Most crimes leading to prison linked to use of booze and drugs

    Washington, D.C. - Drugs or alcohol - and sometimes both - played a role in the crimes of 80 percent of the nation's 1.7 million prison inmates, according to a report released Thursday by the National Center on Addiction and Substance Abuse.
    Yet while the number of inmates in state and federal prisons needing treatment rose 5 percent between 1995 and 1996, the number of those receiving it went down 11 percent in that period, the study found.
    Citing this "treatment gap," former health secretary Joseph Califano - now president of the New York-based center - called for "a second front in the war on crime" to fight substance abuse in prison so inmates will be less likely to commit new crimes upon release.
    The report said that of the 1.7 million people now in prison, 1.4 million were convicted of violating drug or alcohol laws, were high on drugs or alcohol when they committed other crimes, stole property to buy drugs, or have a history of drugs and alcohol abuse or addiction.
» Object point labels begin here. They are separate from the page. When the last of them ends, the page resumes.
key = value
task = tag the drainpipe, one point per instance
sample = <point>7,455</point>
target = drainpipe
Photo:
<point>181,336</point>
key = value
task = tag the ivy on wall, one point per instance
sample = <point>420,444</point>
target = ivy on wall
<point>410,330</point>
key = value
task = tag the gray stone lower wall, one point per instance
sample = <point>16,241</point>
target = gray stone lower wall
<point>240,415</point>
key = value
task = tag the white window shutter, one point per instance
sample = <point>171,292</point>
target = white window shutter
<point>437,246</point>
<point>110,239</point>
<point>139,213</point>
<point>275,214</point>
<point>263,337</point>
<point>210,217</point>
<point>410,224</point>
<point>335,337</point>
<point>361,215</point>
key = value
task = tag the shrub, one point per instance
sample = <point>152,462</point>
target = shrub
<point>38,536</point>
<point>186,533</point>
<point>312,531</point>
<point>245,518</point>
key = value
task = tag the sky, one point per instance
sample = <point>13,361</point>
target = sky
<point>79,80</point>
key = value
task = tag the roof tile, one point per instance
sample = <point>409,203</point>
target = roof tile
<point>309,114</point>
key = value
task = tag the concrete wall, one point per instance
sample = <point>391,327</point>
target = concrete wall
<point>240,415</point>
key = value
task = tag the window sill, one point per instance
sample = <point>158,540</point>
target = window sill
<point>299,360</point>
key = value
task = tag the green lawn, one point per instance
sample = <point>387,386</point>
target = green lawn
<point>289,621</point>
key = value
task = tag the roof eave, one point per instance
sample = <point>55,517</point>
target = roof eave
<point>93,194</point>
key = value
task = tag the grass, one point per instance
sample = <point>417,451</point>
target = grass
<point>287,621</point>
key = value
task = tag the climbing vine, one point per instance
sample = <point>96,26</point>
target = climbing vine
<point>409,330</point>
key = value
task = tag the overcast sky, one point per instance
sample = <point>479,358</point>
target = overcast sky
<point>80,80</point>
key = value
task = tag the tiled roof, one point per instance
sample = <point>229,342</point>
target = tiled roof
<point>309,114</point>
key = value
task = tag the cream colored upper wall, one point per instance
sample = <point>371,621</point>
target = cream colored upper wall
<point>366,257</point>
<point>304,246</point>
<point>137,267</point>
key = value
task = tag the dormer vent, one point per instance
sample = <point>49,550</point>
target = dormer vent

    With the emphasis in recent years on drugs, alcohol often is overlooked as a leading ingredient in crime, Califano said.  The center's study showed that 21 percent of state inmates in jail for violent crimes were drunk and not under the influence of and drug.
    Charles Colson, chairman of Prison Fellowship Ministries, said the substance-abuse problem was compounded by the ready availability of drugs and alcohol in prison.
    The study noted that between 1980 and 1996, the nation's prison population tripled as succeeding administrations and congresses doled out billions for prison construction and enacted laws increasing penalties for crimes.
    The report said an investment of $6,500 a year per person to treat inmates would yield an economic benefit of $68,800 for every inmate who got out of jail and then avoided crime, stayed sober and kept a job.
    If only 10 percent of inmates who had drug and alcohol problems stayed out of trouble after release, the economic benefit would be $8.6 billion in the first year - $456 million more than the cost of the treatment, the study said.
    At the news conference, retired Army Gen. Barry McCaffrey, President Clinton's drug policy advisor, endorsed the report.